Using model weights in Tigris anywhere with fly.io
The most common way to deploy AI models in production is by using “serverless” inference. This means that every time you get a request, you don’t know what state the underlying hardware is in. You don’t know if you have your models cached, and in the worst case you need to do a cold start and download your model weights from scratch.
A couple fixable problems arise when running your models on serverless or any frequently changing infrastructure:
- Model distribution that's not optimized for latency causes needless GPU idle time as the model weights are downloaded to the machine on cold start. Tigris behaves like a content delivery network by default and is designed for low latency, saving idle time on cold start.
- Compliance restrictions like data sovereignty and GDPR increase complexity quickly. Tigris makes regional restrictions a one-line configuration, guide here.
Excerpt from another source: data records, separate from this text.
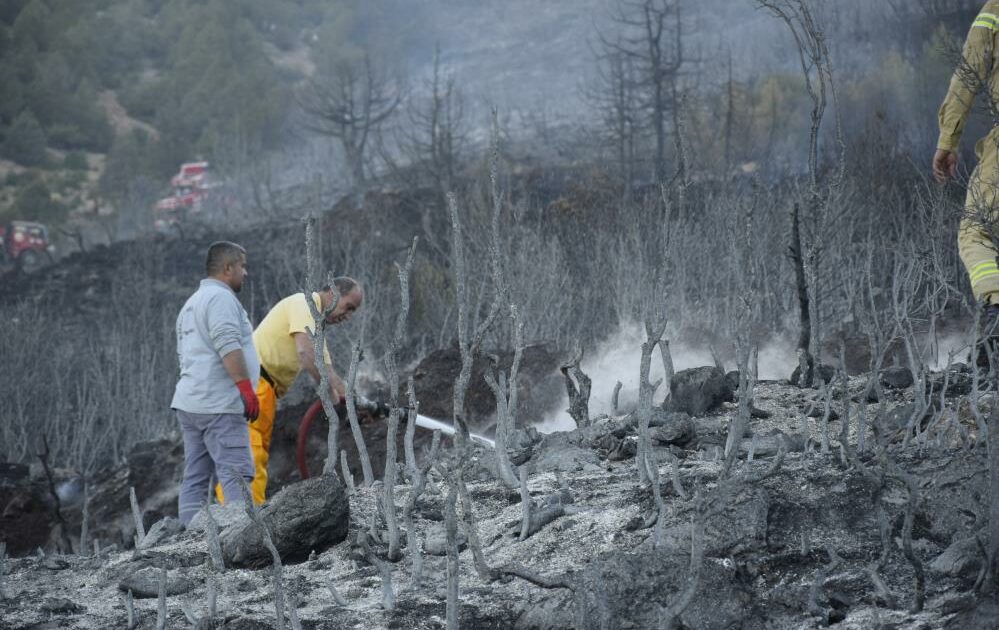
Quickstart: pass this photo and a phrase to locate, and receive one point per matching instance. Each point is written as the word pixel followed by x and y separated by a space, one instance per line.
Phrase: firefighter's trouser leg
pixel 978 226
pixel 213 443
pixel 260 442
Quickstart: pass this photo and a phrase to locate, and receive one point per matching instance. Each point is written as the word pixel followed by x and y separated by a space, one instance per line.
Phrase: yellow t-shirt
pixel 275 344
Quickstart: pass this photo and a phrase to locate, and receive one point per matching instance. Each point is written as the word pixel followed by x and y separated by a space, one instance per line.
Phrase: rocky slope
pixel 794 538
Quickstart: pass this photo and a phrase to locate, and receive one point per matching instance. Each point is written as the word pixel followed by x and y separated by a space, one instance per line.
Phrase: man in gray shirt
pixel 216 393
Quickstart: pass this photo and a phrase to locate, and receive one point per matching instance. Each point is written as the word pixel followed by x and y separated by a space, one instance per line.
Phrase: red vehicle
pixel 193 190
pixel 25 244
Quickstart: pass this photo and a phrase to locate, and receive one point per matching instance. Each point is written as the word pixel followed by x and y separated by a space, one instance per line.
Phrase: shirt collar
pixel 208 282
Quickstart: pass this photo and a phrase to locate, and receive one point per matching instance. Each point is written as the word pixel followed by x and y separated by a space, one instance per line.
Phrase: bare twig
pixel 407 514
pixel 335 594
pixel 318 337
pixel 411 413
pixel 819 581
pixel 161 602
pixel 3 568
pixel 451 531
pixel 673 612
pixel 615 396
pixel 355 425
pixel 524 573
pixel 646 391
pixel 140 531
pixel 486 573
pixel 85 519
pixel 525 504
pixel 214 546
pixel 919 578
pixel 345 470
pixel 278 566
pixel 577 385
pixel 130 610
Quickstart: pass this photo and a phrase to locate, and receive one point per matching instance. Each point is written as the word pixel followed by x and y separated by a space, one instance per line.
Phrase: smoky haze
pixel 535 56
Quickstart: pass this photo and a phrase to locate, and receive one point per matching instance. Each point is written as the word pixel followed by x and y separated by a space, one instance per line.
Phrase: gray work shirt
pixel 212 324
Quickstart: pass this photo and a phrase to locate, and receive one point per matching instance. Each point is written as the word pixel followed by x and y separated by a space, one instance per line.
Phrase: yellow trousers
pixel 980 223
pixel 260 442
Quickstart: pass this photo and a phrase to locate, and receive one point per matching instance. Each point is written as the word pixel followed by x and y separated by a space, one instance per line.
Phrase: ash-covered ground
pixel 810 533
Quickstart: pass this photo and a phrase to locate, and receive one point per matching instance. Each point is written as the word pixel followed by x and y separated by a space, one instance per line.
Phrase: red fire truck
pixel 25 244
pixel 193 189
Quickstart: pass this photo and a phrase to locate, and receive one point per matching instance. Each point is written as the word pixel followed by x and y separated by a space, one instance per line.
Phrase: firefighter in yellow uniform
pixel 285 349
pixel 977 72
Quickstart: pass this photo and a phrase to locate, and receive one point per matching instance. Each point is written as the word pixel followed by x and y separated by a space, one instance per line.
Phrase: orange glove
pixel 251 406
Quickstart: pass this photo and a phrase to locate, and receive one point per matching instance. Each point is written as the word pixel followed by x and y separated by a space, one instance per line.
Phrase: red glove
pixel 251 406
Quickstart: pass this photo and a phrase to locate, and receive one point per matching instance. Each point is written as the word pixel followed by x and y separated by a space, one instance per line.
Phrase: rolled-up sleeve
pixel 224 318
pixel 970 77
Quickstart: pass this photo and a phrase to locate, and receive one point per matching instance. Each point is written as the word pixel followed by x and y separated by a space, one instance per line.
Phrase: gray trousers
pixel 216 444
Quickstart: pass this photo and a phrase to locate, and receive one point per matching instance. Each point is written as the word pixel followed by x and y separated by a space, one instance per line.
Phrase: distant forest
pixel 202 79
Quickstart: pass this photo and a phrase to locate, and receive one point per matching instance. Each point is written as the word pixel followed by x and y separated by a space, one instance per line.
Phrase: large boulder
pixel 312 515
pixel 630 590
pixel 698 390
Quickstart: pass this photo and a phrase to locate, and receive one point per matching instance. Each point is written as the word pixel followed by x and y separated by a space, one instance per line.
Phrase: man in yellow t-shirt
pixel 285 348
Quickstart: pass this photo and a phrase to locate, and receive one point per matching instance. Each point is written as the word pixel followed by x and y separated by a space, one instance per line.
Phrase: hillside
pixel 797 537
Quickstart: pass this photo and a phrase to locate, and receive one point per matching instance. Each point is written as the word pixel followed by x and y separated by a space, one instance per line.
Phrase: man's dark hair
pixel 220 254
pixel 343 284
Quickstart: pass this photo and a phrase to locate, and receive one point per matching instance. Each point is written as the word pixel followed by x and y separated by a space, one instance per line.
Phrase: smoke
pixel 618 359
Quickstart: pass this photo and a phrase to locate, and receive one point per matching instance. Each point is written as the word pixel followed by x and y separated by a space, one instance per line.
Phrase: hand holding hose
pixel 251 405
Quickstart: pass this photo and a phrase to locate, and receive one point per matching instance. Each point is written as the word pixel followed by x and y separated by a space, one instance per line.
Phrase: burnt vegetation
pixel 852 481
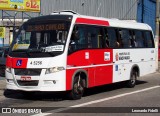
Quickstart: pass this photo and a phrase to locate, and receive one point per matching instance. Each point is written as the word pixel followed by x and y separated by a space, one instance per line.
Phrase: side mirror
pixel 75 35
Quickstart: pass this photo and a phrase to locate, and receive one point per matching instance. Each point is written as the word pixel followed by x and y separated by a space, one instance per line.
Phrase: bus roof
pixel 83 19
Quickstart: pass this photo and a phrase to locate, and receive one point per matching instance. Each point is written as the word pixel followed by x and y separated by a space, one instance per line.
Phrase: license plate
pixel 25 78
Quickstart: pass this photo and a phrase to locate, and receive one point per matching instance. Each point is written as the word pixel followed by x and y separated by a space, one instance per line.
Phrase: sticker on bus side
pixel 106 56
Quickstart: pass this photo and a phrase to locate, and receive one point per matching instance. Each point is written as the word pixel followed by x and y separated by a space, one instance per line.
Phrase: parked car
pixel 3 55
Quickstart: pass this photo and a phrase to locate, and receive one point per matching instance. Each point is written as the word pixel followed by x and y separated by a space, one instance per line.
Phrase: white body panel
pixel 45 80
pixel 143 58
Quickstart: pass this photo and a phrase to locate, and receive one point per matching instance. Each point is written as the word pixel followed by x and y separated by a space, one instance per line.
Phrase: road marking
pixel 98 101
pixel 42 114
pixel 117 96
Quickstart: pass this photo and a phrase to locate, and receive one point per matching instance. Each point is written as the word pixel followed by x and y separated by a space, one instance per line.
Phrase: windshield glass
pixel 42 37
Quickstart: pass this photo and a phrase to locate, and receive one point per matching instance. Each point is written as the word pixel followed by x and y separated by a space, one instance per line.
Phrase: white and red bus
pixel 66 51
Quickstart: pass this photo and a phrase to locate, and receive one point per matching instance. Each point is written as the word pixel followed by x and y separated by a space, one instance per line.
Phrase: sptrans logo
pixel 19 63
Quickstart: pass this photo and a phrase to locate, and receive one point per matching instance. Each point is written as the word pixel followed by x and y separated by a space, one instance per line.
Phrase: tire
pixel 78 88
pixel 133 78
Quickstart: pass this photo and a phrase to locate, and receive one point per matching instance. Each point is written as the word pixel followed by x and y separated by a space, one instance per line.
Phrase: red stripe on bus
pixel 13 62
pixel 92 21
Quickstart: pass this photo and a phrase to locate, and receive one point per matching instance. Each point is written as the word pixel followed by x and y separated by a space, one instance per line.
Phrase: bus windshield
pixel 42 37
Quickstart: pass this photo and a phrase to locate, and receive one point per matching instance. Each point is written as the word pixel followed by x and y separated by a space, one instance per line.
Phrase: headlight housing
pixel 54 69
pixel 8 69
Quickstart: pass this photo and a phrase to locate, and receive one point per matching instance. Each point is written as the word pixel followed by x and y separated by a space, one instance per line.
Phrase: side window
pixel 125 37
pixel 148 39
pixel 111 38
pixel 139 38
pixel 78 40
pixel 95 37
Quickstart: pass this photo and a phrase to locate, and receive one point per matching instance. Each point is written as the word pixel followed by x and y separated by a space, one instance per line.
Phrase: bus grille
pixel 28 83
pixel 29 72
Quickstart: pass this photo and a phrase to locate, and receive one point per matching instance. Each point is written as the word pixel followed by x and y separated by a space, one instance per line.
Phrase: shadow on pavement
pixel 60 96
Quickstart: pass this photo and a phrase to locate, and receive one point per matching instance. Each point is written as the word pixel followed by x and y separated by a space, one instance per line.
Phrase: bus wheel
pixel 78 88
pixel 27 93
pixel 132 82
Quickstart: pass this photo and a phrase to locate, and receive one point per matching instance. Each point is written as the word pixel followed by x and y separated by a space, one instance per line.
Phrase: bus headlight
pixel 8 69
pixel 54 69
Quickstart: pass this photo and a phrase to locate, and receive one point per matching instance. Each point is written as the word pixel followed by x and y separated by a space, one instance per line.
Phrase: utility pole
pixel 157 29
pixel 142 20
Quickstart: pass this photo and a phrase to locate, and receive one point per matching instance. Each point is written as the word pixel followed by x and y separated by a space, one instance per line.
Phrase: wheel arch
pixel 84 75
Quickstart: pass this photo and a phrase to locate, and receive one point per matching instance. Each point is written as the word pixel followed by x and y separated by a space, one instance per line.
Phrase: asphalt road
pixel 114 98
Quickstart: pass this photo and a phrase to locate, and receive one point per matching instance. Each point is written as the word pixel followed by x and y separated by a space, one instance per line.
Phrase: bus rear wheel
pixel 78 88
pixel 133 78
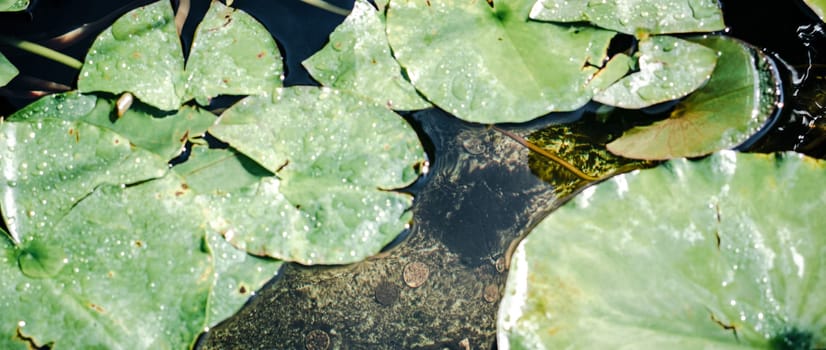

- Reliance on third party caches for distributing models creates an upstream dependency and leaves your system vulnerable to downtime. Tigris guarantees 99.99% availability with public availability data.
Fly.io
Fly.io is a modern public cloud with datacentres all over the world. Some datacentres include GPU machines. For more information about using GPUs on fly.io, check out their documentation on how to do this.
Coincidentally, all of the regions that Fly.io has GPUs in also have Tigris in them, so pulling models is very fast (network line rate fast in many cases). You can use our discount code to complete this blueprint on us.
Usecase
You can put AI model weights into Tigris so that they are cached and fast no matter where you’re inferencing from. This allows you to have cold starts be faster and you can take advantage of Tigris' globally distributed architecture, enabling your workloads to start quickly no matter where they are in the world.
For this example, we’ll set up SDXL Lightning by ByteDance for inference with the weights stored in Tigris.
Getting Started
Download the sdxl-in-tigris
template from GitHub:
git clone https://github.com/tigrisdata-community/sdxl-in-tigris
Prerequisite tools
In order to run this example locally, you need these tools installed:
- Python 3.11
- pipenv
- The AWS CLI
Also be sure to configure the AWS CLI for use with Tigris: Configuring the AWS CLI.
To build a custom variant of the image, you need these tools installed:
- Mac/Windows: Docker Desktop app, alternatives such as Podman Desktop will not work.
- Linux: Docker daemon, alternatives such as Podman will not work.
- Replicate's cog tool
- jq
To install all of the tool depedencies at once, clone the template repo and run
brew bundle
.
Create a new bucket for generated images, it’ll be called generated-images
in
this article.
aws s3 create-bucket --acl private generated-images
Optional: upload your own model
If you want to upload your own models, create a bucket for this. It'll be
referred to as model-storage-demo
in this tutorial.
Both of these buckets should be private.
Then activate the virtual environment with pipenv shell
and install the
dependencies for uploading a model:
pipenv shell --python 3.11
pip install -r requirements.txt
Run the prepare_model
script to massage and upload a Stable Diffusion XL model
or finetune to Tigris:
python scripts/prepare_model.py ByteDance/SDXL-Lightning model-storage-demo
Want differently styled images? Try finetunes like
Kohaku XL! Pass the Hugging
Face repo name to the prepare_model
script like this:
python scripts/prepare_model.py KBlueLeaf/Kohaku-XL-Zeta model-storage-demo
Access keys
Create a new access key in the Tigris Dashboard. Don't assign any permissions to it.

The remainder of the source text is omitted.